Aktivis perempuan Kalis Mardiasih mengatakan, tindakan rumah produksi Penyalin Cahaya mengumumkan kekerasan seksual yang diduga dilakukan salah satu krunya sudah tepat. “Benar dan memang sudah seharusnya. Itu bare minimum banget,” ujar Kalis kepada VICE. “Pernyataan tetap penting untuk memastikan komitmen PH demi mewujudkan dunia perfilman yang aman dari kekerasan seksual.” Ia menambahkan, “Ekosistem yang tidak aman, tidak setara, dan tidak inklusif kan sudah ketinggalan zaman dan terbukti bikin industri kebudayaan kita ketinggalan.”
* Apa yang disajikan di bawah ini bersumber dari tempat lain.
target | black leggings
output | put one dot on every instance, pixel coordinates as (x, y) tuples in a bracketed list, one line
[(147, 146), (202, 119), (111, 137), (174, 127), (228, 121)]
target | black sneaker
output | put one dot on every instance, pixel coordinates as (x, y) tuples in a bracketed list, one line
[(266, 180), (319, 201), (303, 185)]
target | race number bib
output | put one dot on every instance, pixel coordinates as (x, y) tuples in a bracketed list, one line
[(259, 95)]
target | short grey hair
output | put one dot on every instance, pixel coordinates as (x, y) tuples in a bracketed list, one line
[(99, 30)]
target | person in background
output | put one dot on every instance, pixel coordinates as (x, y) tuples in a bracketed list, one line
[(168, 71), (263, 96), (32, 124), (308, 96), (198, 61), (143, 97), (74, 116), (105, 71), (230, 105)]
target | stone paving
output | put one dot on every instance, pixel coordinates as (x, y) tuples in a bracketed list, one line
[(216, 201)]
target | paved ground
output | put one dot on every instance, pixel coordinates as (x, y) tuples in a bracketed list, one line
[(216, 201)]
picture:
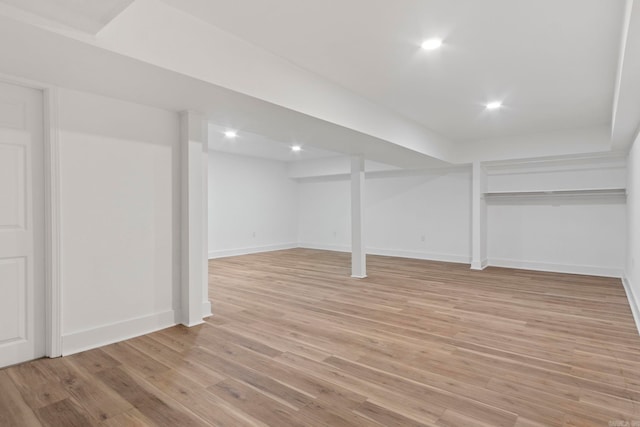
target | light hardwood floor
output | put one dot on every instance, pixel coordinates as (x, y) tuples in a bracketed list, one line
[(295, 342)]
Meski rilis Penyalin Cahaya tak menyebut nama terduga pelaku, warganet mencari sendiri dan mulai menyebarkan terduga nama yang bersangkutan. Tentang hal ini, Kalis mengingatkan agar kebutuhan dan keinginan korban yang diprioritaskan.

“Kembalikan ke korban kebutuhan dan keinginannya apa. Dalam situasi viral based kayak gini, orang-orang pasti pengin spill-spill, siapa korban, kejadiannya gimana, dan lain-lain. Itu enggak boleh. Bisa aja kebutuhan korban hanya enggak ingin pelaku mendapat tempat di industri perfilman yang banyak lampu sorot, sehingga pelaku semakin bersinar. Selebihnya, korban hanya ingin pulih, misalnya. Kalau korban ingin mengurus kasusnya secara litigasi, ya mesti difasilitasi dan dibantu. Intinya kembalikan kepada kebutuhan korban, bukan kepentingan tim produksi film atau artis-artisnya.”

Sepanjang tiga tahun terakhir, setidaknya terjadi 8 kasus kekerasan pada perempuan tiap harinya, berkaca dari laporan Kementerian Pemberdayaan Perempuan dan Perlindungan Anak, 2021. Sebanyak 11,33 persen di antaranya adalah kekerasan seksual.

Kementerian PPA juga mengabarkan, ada peningkatan jumlah laporan kekerasan pada perempuan. Data ini memicu desakan agar DPR RI segera mengesahkan RUU Tindak Pidana Kekerasan Seksual.  Namun, dalam kabar terakhir Desember lalu, DPR masih menunda pengesahan agar bergeser di tahun ini, diduga karena masih ada silang pendapat antar-fraksi.